Przez cały dzień jest tu mnóstwo światła. No i ta piękna stara stolarka wewnątrz. Fakt, było w dość opłakanym stanie, bo wcześniej było komunalne. Ale jako że za metr kwadratowy w Bytomiu płaciło się wtedy znacznie mniej niż w Katowicach, mogli sobie pozwolić na generalny remont. Zdarli więc wszystko, łącznie z instalacjami elektrycznymi, i zrobili od nowa. Przy okazji przearanżowali przestrzeń – dwa pokoje połączyli w dużą część dzienną, która ma cztery wielkie okna. W dawnej kuchni urządzili łazienkę, a w miejscu spiżarni wannę i otwarty prysznic.
Styl nowoczesny i antyki – połączenie starego z nowym w mieszkaniu
Co do architektów nie mieli wątpliwości, kogo wybrać. Marta, przyjaciółka Sylwii od przedszkola, prowadzi z mężem Maciejem i wspólniczką pracownię architektoniczną MMOA w Katowicach. Najczęściej robią nowoczesne projekty, ale znali Adama i wiedzieli, że taki styl będą musieli połączyć z antykami.
Ich klient i przyjaciel jest bowiem fanem i łowcą staroci. Tą pasją zaraził go ojciec, który odnawia zabytkowe samochody i motory oraz kolekcjonuje antyczne zegary. Adam już na początku zapowiedział, że chciałby ocalić, co się da, a przede wszystkim zachować charakter mieszkania w kamienicy wybudowanej w 1903 r.

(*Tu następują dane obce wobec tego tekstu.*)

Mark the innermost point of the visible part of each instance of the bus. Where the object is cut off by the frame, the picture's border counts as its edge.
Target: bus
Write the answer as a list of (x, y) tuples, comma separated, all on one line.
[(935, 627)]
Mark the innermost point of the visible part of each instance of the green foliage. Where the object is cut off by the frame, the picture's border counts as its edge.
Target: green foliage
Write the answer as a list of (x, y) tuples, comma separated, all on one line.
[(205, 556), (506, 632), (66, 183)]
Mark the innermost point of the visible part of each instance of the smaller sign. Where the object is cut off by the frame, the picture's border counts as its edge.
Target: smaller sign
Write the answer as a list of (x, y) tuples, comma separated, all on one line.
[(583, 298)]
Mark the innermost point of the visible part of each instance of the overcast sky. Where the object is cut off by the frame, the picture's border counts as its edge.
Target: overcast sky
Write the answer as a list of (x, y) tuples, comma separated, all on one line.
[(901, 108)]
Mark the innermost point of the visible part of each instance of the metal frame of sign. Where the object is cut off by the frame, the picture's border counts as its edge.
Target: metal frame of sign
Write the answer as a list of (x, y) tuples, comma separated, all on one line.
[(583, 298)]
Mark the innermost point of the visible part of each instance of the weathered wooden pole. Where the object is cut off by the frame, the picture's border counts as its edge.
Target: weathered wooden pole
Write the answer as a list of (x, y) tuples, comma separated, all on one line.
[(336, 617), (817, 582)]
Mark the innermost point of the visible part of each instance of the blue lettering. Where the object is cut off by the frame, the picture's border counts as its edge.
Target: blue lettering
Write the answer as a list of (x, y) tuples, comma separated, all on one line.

> Przeczytaj także: Jak urządzić mieszkanie w zabytkowej kamienicy? <
Architekci zadbali więc o to, by przepiękne, oryginalne drzwi z mosiężnymi klamkami dalej służyły nowym właścicielom, choć po przesunięciu ścian one też zmieniły miejsce. Stara podłoga była zbyt zniszczona, by ją odnowić i w jej miejsce położyli klasyczną dębową jodełkę. Pod sufitem pojawiły się stiuki podobne do tych, które niegdyś tu były. Na wzór dawnych dorobiono również okna, a stylowe klamki Adam wyszukał na słynnym targu staroci w Bytomiu, którego jest stałym bywalcem. Stamtąd jest też bieliźniarka w salonie, no i stół. – Nigdzie nie mogłem znaleźć takiego, jaki bym chciał, dwumetrowego, rozkładanego do trzech metrów – opowiada Adam. – Kupiłem więc mebel w częściach i sam poskładałem z kolegą stolarzem na wzór dawnych, a potem położyłem fornir.
> Zobacz też: Przedwojenne mieszkanie w łódzkiej kamienicy z niezwykłą historią <
Antyki i współczesne meble zgrabnie połączone w mieszkaniu w kamienicy
Z kolei toaletkę – biureczko stojące w sypialni, uratował z powodzi w 1997 roku, wysuszył, oczyścił i złożył na nowo. – Moją dumą jest też kamienna Maryjka, która zdobiła kiedyś fasadę opuszczonego domu w okolicy. Ma pierś przebitą strzałem z wiatrówki i zacieki od deszczu, ale mnie zachwyciła, przekonałem więc właścicieli, by mi ją oddali. Inaczej pewnie wylądowałaby na śmietniku. Lubię wyszukiwać takie perełki i pewnie miałbym tu skansen, gdyby nie Sylwia – śmieje się.
Jego żona bowiem z różnych miejsc, które odwiedzili, upodobała sobie styl skandynawski, z jego prostotą, minimalizmem i przestrzenią. – Na szczęście architekci pomogli połączyć nasze różne sympatie. Obok staroci stanęły meble współczesne i wszystko do siebie pasuje – mówi Sylwia. – Mamy dom pełen dobrej energii, który jest dla nas szczęśliwym miejscem. Aż chce się tu wracać nawet z najdalszego zakątka świata.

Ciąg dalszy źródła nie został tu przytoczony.